ZFS not detecting faulty spares in a timely manner
This is an upstream copy of OS-6602 (https://smartos.org/bugview/OS-6602).
ZFS could be enhanced to proactively probe spare vdevs to ensure that they are accessible if needed.
Updated by Kody Kantor 5 months ago
Here's a brief explanation of the suggested fix.
Occasionally during spa_sync we now request that all unused spare vdevs be probed using the 'async_request' functionality provided by spa_sync. The probe happens at the end of spa_sync. The probe functionality already exists in ZFS.
We added a global tunable called
spa_spare_poll_interval_seconds to allow operators to change how often unused spare vdevs are polled. Each unused spare is polled every three hours by default.
There is a SERD wired up in the ZFS diagnosis engine for spare vdev probes. We fault a spare vdev if it fails five probes in a 24 hour period. The spare is then marked as 'FAULTED' by the retire agent. We had to enhance the retire agent to iterate over spare vdevs so this would work properly.
Once a spare vdev is faulted it will not be used to automatically replace a faulted pool vdev. There is a new test to verify this functionality.
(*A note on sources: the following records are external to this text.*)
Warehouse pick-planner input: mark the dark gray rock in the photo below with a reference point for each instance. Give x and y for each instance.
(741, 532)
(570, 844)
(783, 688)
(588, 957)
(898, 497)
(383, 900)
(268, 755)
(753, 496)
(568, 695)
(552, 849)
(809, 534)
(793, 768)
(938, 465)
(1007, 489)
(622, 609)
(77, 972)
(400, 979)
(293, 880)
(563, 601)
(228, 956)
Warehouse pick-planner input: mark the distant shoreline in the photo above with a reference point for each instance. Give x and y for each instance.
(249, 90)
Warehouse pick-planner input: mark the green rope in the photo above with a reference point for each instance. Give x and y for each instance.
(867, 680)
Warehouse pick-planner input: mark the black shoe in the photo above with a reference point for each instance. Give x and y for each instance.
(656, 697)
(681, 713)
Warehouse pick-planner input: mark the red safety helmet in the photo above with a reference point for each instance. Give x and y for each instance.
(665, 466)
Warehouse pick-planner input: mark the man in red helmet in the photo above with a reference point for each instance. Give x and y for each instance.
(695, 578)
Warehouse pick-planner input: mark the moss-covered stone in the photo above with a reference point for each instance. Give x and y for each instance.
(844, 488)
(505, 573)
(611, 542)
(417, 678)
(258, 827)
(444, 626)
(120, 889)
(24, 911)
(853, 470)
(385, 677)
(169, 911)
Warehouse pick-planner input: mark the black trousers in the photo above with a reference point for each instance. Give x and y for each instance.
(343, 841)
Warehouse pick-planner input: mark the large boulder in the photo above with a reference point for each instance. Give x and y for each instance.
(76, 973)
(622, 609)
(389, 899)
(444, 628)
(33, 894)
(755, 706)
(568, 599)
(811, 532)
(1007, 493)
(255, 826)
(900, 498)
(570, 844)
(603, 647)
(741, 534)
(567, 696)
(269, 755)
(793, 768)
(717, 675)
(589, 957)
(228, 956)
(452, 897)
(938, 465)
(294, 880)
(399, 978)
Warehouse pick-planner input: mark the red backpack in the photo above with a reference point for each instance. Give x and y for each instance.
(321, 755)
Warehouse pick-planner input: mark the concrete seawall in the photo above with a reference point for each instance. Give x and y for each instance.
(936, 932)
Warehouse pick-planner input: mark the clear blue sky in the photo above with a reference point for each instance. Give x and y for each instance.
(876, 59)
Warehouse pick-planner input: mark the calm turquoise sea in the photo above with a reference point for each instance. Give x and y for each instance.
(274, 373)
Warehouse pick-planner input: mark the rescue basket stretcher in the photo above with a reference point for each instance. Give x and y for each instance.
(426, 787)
Updated by Kody Kantor 5 months ago
- Ran the zfs test suite in my OpenIndiana virtual machine. These are the test failures:
$ grep '\[FAIL\]' /var/tmp/test_results/20200107T214831/log Test: /opt/zfs-tests/tests/functional/cli_root/zfs_mount/zfs_mount_encrypted (run as root) [00:01] [FAIL] Test: /opt/zfs-tests/tests/functional/mmp/mmp_on_zdb (run as root) [00:27] [FAIL] Test: /opt/zfs-tests/tests/functional/projectquota/projectspace_004_pos (run as root) [00:00] [FAIL] Test: /opt/zfs-tests/tests/functional/rsend/send_encrypted_props (run as root) [00:13] [FAIL] Test: /opt/zfs-tests/tests/functional/scrub_mirror/setup (run as root) [00:00] [FAIL] Test: /opt/zfs-tests/tests/functional/write_dirs/setup (run as root) [00:00] [FAIL]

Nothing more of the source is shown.